A quasi-static algorithm that includes effects of characteristic time scales for simulating failures in brittle materials

When the brittle heterogeneous material is simulated via lattice models, the quasi-static failure depends on the relative magnitudes of T elem , the characteristic releasing time of the internal forces of the broken elements and T lattice , the characteristic relaxation time of the lattice, both of which are infinitesimal compared with T load , the characteristic loading period. The load–unload (L–U) method is used for one extreme, T_elem ≪ T_lattice, whereas the force–release (F–R) method is used for the other, T_elem ≫ T_lattice. For cases between the above two extremes, we develop a new algorithm by combining the L–U and the F–R trial displacement fields to construct the new trial field.
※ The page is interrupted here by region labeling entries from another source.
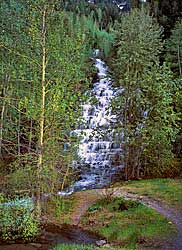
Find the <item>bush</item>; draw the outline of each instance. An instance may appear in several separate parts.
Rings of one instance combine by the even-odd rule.
[[[4,199],[1,199],[4,201]],[[0,237],[2,240],[29,239],[38,233],[30,198],[9,200],[0,204]]]

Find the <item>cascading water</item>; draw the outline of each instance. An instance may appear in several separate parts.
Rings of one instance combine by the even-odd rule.
[[[72,131],[82,136],[78,149],[80,160],[74,164],[81,173],[80,180],[67,191],[60,192],[61,195],[108,185],[113,175],[123,167],[121,145],[113,140],[116,117],[110,107],[118,90],[113,88],[108,77],[108,67],[97,56],[98,51],[93,59],[98,70],[98,82],[88,93],[91,99],[96,99],[96,104],[90,100],[82,105],[83,123],[79,129]]]

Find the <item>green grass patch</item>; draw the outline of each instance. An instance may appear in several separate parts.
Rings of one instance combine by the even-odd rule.
[[[165,239],[176,233],[163,215],[123,198],[98,201],[82,218],[82,226],[101,234],[108,242],[116,242],[121,249],[136,249],[141,239]]]
[[[182,210],[182,180],[177,179],[151,179],[129,181],[124,189],[139,195],[160,199],[164,203]]]
[[[59,244],[53,250],[99,250],[100,248],[93,245],[77,245],[77,244]]]

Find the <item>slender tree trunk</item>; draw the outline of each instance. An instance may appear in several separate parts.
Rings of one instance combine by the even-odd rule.
[[[181,61],[180,61],[180,47],[178,45],[178,66],[179,66],[179,76],[182,76]]]
[[[41,79],[41,110],[39,120],[39,145],[38,145],[38,162],[37,162],[37,190],[36,190],[36,215],[41,215],[41,173],[43,164],[43,144],[44,144],[44,123],[45,123],[45,76],[46,76],[46,6],[42,13],[42,79]]]
[[[4,125],[4,112],[5,112],[5,99],[2,100],[2,109],[1,109],[1,120],[0,120],[0,157],[2,156],[3,148],[3,125]]]
[[[33,129],[33,120],[30,119],[30,133],[29,133],[29,141],[28,141],[28,153],[31,152],[32,147],[32,129]]]
[[[20,111],[19,111],[19,114],[18,114],[18,126],[17,126],[17,140],[18,140],[18,156],[21,155],[21,145],[20,145],[20,123],[21,123],[21,114],[20,114]]]

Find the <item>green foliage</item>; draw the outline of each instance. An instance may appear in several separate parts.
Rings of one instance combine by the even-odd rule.
[[[182,19],[179,19],[165,43],[166,61],[176,76],[182,77]]]
[[[23,238],[28,240],[37,235],[39,223],[33,214],[34,205],[28,198],[3,200],[0,204],[0,237],[2,240]]]
[[[93,213],[91,207],[82,219],[83,225],[89,227],[89,222],[94,221],[93,231],[103,235],[108,242],[117,242],[120,247],[137,249],[141,238],[146,241],[159,237],[165,239],[175,233],[164,216],[139,202],[113,198],[109,203],[98,201],[96,206],[99,210]]]
[[[159,199],[177,210],[182,209],[182,186],[178,179],[151,179],[129,181],[123,187],[126,191]]]
[[[165,176],[174,163],[178,114],[172,72],[159,65],[162,29],[145,10],[123,16],[116,29],[115,74],[124,92],[113,107],[125,135],[125,178]]]
[[[68,215],[75,205],[73,197],[53,196],[47,199],[44,204],[44,211],[48,216],[54,217],[57,220],[62,220],[62,223],[68,223]]]
[[[93,245],[60,244],[53,248],[54,250],[97,250],[100,249]]]

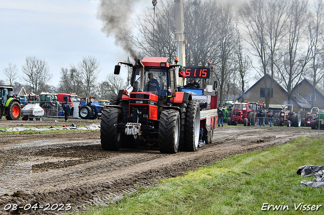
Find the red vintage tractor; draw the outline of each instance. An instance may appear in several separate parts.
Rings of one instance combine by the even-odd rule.
[[[161,153],[176,153],[179,148],[188,151],[197,149],[202,118],[199,102],[190,93],[178,91],[179,75],[175,68],[180,65],[171,65],[168,59],[145,57],[140,61],[135,58],[135,65],[119,62],[115,66],[115,74],[119,73],[119,64],[131,67],[133,73],[130,85],[119,90],[102,110],[103,149],[118,150],[139,145],[156,146]],[[194,71],[195,74],[209,77],[209,68],[197,68]],[[190,73],[188,70],[186,72]],[[216,105],[217,97],[214,100]],[[210,105],[210,100],[209,102]],[[215,118],[206,120],[211,134],[216,123],[216,107],[205,111],[215,112]]]
[[[228,112],[227,125],[255,125],[257,106],[256,102],[234,102],[233,110]]]
[[[292,104],[286,105],[283,110],[274,114],[274,118],[275,126],[299,127],[301,124],[300,114],[293,112]]]

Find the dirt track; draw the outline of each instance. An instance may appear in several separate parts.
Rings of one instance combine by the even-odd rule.
[[[13,126],[24,124],[16,123],[10,123]],[[90,125],[92,121],[71,123]],[[44,126],[53,123],[33,123]],[[0,125],[5,126],[8,126]],[[27,204],[51,204],[50,209],[56,207],[54,204],[62,204],[59,208],[68,209],[69,203],[74,210],[104,205],[140,187],[156,184],[155,179],[182,175],[228,156],[262,150],[306,134],[317,133],[295,128],[280,128],[279,131],[242,126],[218,128],[213,143],[195,152],[175,154],[161,154],[158,149],[151,148],[105,151],[101,148],[99,131],[1,135],[0,213],[10,213],[4,209],[8,204],[27,206],[25,209],[29,207]],[[35,212],[18,209],[9,210],[16,214]],[[35,213],[66,212],[44,209],[38,208]]]

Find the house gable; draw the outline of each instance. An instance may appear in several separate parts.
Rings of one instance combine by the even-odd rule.
[[[324,92],[315,87],[314,94],[315,96],[311,98],[311,94],[313,92],[313,83],[309,80],[306,78],[303,80],[294,88],[293,91],[302,96],[312,106],[324,110]],[[311,100],[313,97],[316,99],[315,101]]]

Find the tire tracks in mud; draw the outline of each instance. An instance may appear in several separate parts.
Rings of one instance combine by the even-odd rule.
[[[214,132],[213,143],[199,148],[194,152],[161,154],[157,149],[142,148],[123,149],[109,153],[98,150],[91,154],[93,160],[72,166],[36,173],[31,170],[28,172],[19,172],[18,170],[15,175],[0,173],[0,175],[3,176],[0,178],[2,184],[0,189],[0,213],[7,214],[8,211],[4,210],[3,208],[9,202],[22,205],[31,202],[43,205],[46,203],[69,203],[72,204],[72,209],[75,211],[84,210],[90,205],[106,205],[122,198],[125,194],[136,192],[140,187],[158,184],[156,179],[182,176],[189,171],[213,164],[228,156],[263,150],[284,143],[305,135],[308,131],[296,133],[264,129],[221,129]],[[18,147],[25,151],[23,153],[24,156],[28,154],[28,150],[38,151],[37,157],[41,157],[42,150],[46,151],[49,148],[54,153],[56,147],[61,149],[65,147],[67,152],[69,152],[69,150],[77,149],[78,145],[88,144],[89,147],[100,145],[99,134],[95,132],[90,135],[87,133],[74,135],[74,140],[66,140],[64,134],[55,137],[49,135],[44,138],[44,140],[47,139],[48,144],[39,145],[39,145],[29,144],[23,147],[18,147],[21,140],[15,140],[14,136],[7,137],[9,139],[7,140],[12,142],[10,146],[5,144],[6,147],[2,151],[3,153],[4,150],[8,154],[14,152]],[[91,140],[91,144],[89,140],[82,140],[85,135]],[[34,135],[30,137],[36,138]],[[0,148],[2,147],[0,143]],[[107,153],[106,157],[97,157],[103,153]],[[83,155],[80,154],[78,158],[82,159]],[[21,162],[23,157],[16,157],[15,162]],[[11,168],[15,168],[12,164]],[[13,212],[61,213],[59,211],[42,210]]]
As a result, our algorithm includes both L–U and F–R failure characteristics, which allows us to observe the influence of the ratio of T elem to T lattice by adjusting their contributions in the trial displacement field. Therefore, the material dependence of the snap-back instabilities is implemented by introducing one snap-back parameter γ. Although in principle catastrophic failures can hardly be predicted accurately without knowing all microstructural information, effects of γ can be captured by numerical simulations conducted on samples with exactly the same microstructure but different γs. Such a same-specimen-based study shows how the lattice behaves along with the changing ratio of the L–U and F–R components.